Farm Collector

Reunion Reports

Pres. 263 W. George St. Yoe, Pennsylvania

The Early American Steam Engine and Old Equipment Society, Inc.
held its fifth Annual Show at Stewarts town, Penna. July 12, 13 and
14th under the theme ‘Steam-O-Rama’.

I was deeply impressed with the cooperation of all the officers
and members of the society and express my sincere gratitude to all
who contributed toward making this show a success.

An amazing and delightful experience is in store for anyone who
has the opportunity to view the Mechanical Variety Show in action.
The show is the brainchild of Dr. J. J. Hochhalter, Optometrist, of
Steele, North Dakota. Dr.
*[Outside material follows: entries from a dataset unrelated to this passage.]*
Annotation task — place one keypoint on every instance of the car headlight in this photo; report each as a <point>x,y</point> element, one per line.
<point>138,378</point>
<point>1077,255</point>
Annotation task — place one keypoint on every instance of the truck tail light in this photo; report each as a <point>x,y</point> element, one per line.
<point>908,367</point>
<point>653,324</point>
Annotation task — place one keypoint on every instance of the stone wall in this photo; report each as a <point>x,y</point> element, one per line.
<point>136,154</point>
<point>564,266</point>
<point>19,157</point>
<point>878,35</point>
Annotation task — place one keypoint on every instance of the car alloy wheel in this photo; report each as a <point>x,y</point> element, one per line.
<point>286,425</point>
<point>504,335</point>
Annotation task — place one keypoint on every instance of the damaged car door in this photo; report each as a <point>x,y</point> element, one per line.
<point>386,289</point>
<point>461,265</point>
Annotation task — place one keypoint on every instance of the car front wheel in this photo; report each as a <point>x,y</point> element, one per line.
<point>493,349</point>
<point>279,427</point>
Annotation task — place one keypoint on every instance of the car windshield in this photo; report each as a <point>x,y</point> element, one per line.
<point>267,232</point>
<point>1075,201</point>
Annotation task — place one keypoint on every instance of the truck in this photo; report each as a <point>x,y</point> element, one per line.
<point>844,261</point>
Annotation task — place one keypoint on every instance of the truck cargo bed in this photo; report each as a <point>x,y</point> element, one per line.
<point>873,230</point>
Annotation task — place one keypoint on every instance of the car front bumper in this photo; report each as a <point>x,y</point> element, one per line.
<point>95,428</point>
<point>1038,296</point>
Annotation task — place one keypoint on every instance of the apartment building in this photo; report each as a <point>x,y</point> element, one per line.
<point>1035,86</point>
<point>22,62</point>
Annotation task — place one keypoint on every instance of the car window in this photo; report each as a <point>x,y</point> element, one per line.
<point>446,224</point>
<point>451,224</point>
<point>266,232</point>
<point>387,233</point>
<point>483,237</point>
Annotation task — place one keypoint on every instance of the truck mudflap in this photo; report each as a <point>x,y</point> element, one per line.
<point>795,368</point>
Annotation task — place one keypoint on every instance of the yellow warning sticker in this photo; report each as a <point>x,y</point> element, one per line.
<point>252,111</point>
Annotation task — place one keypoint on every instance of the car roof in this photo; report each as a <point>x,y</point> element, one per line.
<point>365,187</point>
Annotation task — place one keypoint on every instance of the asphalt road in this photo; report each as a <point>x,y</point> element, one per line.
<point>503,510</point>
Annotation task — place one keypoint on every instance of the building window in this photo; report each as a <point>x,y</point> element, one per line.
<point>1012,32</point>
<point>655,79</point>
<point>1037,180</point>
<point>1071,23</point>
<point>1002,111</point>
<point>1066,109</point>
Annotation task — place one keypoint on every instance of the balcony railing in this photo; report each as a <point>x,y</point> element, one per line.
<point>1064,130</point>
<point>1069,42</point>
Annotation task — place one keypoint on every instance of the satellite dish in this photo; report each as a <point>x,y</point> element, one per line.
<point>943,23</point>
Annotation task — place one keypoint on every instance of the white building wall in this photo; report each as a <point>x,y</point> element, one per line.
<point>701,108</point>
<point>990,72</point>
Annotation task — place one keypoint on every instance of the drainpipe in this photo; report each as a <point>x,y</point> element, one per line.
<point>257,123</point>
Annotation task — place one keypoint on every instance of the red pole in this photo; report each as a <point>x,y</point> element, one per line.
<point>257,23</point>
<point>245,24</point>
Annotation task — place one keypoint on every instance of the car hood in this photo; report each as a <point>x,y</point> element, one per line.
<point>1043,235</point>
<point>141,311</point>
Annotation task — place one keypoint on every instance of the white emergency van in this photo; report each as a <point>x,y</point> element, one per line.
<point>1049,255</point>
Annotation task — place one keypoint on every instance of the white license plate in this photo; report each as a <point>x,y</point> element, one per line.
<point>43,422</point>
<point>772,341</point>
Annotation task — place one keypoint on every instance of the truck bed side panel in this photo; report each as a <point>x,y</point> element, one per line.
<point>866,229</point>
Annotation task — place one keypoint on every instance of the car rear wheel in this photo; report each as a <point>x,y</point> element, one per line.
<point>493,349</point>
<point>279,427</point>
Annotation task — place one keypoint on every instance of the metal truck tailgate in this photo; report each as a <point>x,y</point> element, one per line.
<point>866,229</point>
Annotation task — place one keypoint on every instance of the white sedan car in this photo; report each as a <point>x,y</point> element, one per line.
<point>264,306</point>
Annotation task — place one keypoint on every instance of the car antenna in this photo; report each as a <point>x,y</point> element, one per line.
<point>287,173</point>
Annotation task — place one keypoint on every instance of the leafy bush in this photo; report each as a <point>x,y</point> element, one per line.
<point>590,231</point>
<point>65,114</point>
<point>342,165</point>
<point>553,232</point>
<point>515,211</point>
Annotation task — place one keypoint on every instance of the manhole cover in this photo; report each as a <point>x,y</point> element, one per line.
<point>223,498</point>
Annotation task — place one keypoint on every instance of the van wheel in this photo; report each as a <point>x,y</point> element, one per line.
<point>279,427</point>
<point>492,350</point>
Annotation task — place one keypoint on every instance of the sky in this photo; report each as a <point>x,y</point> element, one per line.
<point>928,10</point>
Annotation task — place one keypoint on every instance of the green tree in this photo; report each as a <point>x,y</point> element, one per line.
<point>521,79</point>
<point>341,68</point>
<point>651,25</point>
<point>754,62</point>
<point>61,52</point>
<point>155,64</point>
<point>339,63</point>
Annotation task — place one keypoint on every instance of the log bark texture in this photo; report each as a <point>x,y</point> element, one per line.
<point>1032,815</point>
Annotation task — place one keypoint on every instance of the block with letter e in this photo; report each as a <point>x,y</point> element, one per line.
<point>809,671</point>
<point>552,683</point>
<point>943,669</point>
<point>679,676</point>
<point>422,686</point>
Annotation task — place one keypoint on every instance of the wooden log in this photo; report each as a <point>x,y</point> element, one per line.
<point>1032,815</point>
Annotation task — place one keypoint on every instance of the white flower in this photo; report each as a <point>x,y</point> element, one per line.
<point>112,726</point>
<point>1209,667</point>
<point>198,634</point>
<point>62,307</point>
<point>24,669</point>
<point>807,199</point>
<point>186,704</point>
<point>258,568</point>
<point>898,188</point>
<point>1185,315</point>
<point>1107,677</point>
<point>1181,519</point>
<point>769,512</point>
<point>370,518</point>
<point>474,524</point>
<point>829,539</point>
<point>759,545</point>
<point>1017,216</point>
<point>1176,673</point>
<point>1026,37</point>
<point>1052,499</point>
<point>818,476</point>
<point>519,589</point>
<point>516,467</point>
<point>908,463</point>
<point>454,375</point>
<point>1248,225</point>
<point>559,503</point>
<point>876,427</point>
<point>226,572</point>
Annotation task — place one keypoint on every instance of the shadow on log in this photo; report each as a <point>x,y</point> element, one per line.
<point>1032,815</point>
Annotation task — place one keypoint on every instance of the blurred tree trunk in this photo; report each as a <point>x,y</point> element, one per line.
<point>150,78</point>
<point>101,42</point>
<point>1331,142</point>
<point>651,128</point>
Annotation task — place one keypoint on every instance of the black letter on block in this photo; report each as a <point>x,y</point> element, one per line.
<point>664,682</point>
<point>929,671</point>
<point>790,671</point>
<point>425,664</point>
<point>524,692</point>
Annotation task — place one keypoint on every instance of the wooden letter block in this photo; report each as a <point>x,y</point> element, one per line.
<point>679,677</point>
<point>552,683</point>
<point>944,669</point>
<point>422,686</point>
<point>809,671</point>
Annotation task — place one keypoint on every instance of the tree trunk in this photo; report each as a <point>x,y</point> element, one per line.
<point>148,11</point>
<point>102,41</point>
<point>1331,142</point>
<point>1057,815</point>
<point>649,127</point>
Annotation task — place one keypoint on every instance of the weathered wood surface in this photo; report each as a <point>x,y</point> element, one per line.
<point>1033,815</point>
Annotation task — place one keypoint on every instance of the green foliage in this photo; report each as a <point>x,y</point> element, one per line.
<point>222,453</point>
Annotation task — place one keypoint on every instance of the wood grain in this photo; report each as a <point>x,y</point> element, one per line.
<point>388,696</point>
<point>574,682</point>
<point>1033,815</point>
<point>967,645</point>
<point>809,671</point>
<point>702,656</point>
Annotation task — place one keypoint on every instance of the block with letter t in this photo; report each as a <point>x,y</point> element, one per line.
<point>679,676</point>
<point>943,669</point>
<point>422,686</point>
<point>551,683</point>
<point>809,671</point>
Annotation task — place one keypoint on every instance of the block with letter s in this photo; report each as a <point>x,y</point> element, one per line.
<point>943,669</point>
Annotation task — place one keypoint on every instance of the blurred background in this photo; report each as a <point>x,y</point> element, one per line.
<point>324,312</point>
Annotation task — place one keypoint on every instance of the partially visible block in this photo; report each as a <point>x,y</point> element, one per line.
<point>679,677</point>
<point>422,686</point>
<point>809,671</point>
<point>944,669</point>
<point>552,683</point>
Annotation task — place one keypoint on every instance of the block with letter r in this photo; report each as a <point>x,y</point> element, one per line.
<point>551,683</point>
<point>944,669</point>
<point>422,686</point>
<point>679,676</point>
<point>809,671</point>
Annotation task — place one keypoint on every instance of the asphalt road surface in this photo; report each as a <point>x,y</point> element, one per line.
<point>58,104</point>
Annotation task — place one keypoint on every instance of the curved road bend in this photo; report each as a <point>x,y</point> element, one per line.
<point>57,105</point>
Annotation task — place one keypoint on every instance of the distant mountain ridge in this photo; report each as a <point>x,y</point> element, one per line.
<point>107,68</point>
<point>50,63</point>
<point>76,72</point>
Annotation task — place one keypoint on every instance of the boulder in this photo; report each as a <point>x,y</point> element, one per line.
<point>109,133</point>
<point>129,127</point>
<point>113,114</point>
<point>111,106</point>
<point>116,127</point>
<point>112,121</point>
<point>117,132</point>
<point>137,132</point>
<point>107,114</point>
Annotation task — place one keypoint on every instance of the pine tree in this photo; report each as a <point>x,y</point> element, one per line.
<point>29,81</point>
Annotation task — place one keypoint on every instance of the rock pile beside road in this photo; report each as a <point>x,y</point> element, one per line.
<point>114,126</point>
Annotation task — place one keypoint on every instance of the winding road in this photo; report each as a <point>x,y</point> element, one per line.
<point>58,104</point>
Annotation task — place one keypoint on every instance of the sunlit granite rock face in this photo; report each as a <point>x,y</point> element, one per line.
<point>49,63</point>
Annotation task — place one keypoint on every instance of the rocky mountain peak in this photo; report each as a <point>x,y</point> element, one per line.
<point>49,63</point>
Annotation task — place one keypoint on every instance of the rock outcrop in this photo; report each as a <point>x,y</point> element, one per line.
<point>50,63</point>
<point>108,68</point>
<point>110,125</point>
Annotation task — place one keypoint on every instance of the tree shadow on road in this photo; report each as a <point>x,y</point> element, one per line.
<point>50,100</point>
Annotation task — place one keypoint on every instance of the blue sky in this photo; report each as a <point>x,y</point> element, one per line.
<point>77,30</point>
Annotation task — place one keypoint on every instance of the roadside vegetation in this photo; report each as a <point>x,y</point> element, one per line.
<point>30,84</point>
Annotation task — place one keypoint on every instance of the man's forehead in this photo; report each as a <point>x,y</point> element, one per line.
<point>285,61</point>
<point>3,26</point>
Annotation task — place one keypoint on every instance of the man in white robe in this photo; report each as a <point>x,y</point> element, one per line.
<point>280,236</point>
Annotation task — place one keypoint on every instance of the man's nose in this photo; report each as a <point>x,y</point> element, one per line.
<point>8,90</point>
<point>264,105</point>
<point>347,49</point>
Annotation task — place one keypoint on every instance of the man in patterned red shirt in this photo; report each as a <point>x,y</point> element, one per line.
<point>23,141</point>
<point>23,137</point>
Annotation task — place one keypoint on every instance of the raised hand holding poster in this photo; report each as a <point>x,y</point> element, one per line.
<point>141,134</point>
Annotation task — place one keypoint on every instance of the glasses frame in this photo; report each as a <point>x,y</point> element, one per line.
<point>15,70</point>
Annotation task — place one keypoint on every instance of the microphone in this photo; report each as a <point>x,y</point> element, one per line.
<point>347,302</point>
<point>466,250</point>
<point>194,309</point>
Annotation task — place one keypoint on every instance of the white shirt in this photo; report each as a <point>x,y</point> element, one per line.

Hochhalter completed the creation in the
spring of 1961. The show itself incorporates a variety of
mechanical toys and dolls in action, all powered by a steam engine.
A tiny model thresher with a man pitching bundles, woman pumping
water, dog that moves, blacksmith pounding a lay, ferris wheel,
whirling trapeze artists, chicken feeding, dancing and others
boating, churning butter, announcer; many have movable arms. Two
even are designed with movable chins that make them appear to talk.
The idea for the mechanical display was born after Dr. Hochhalter
had successfully made and shown a smaller model steam engine and
threshing machine in 1956; he began work on the toys and larger
steam engine that year, finishing the project almost six years
later. The show is mounted on a trailer which has hinged sides that
form a roof for the concession. Canvas curtains are also used.

There is a lot of hard work connected with putting on a show of
this type. First of all, there is wheat to be cut with a binder,
then hauled to the grounds to be threshed during the show.
Following this demonstration the straw is baled. Logs are brought
in for the saw-mill, shingle bolts, coal for the steam engines,
engines, oil-pulls, tractors, small gasoline engines and museum
pieces collected and brought in. Cider must be made and apples
‘schnitzed’ for the apple butter.

The Ladies Auxiliary under the leadership of Mrs. Eugene Crotts
deserves much of the credit for a successful show. They worked very
diligently in preparing and serving the meals. They also have the
hobby tent. Their projects consist of aprons, bonnets, needlework
and ceramics by the Ebersols of Lancaster Co.

The 4-H Club deserves mention also. The boys worked in the
parking lot and the girls demonstrated their projects and sold home
made candies and cookies.

A very rare musical instrument called a Uniphone was on display
and played by several persons.

Bob Bohaty of Long Island, N. Y. brought his 1899 Loco mobile
Steamer and Art Crafts of Akron, Ohio brought a small hot-air
engine. The Lancaster Brothers of Mt. Savage, Md. had their model
steam engine and thrashing rig on display. We extend a most cordial
invitation to any one who has engines, models or antique cars to
bring them to our show in ’63.

Frank McGuffin of Washington D. C. created a ‘First’ for
us. He had a platform built for people to ascend in to a steam
engine and having the mechanism and operation explained by an
engineer.

There are those steam engine clubs within a radius of fifty
miles and I extend to them my sincere thanks for their bringing
engines and in helping with the show.

Evening entertainment was provided by the ‘Country Music
Night Hawks’, the ‘4-H Club Band’ and the ‘Saw-Mill
Gang’.

We have one performer of whom we are very proud. He is
‘Silver’ who operates the dog-tread mill. For a country
dog, he likes to show off and just can’t wait to put on his
act. Silver also goes to other steam shows. His next appearance
will be at the Maryland Steam Show.

Since this show is history we’ll be looking forward to
seeing you in ’63. If you are tired of Steam Engine Shows think
of this motto ‘Silver To See In ’63’.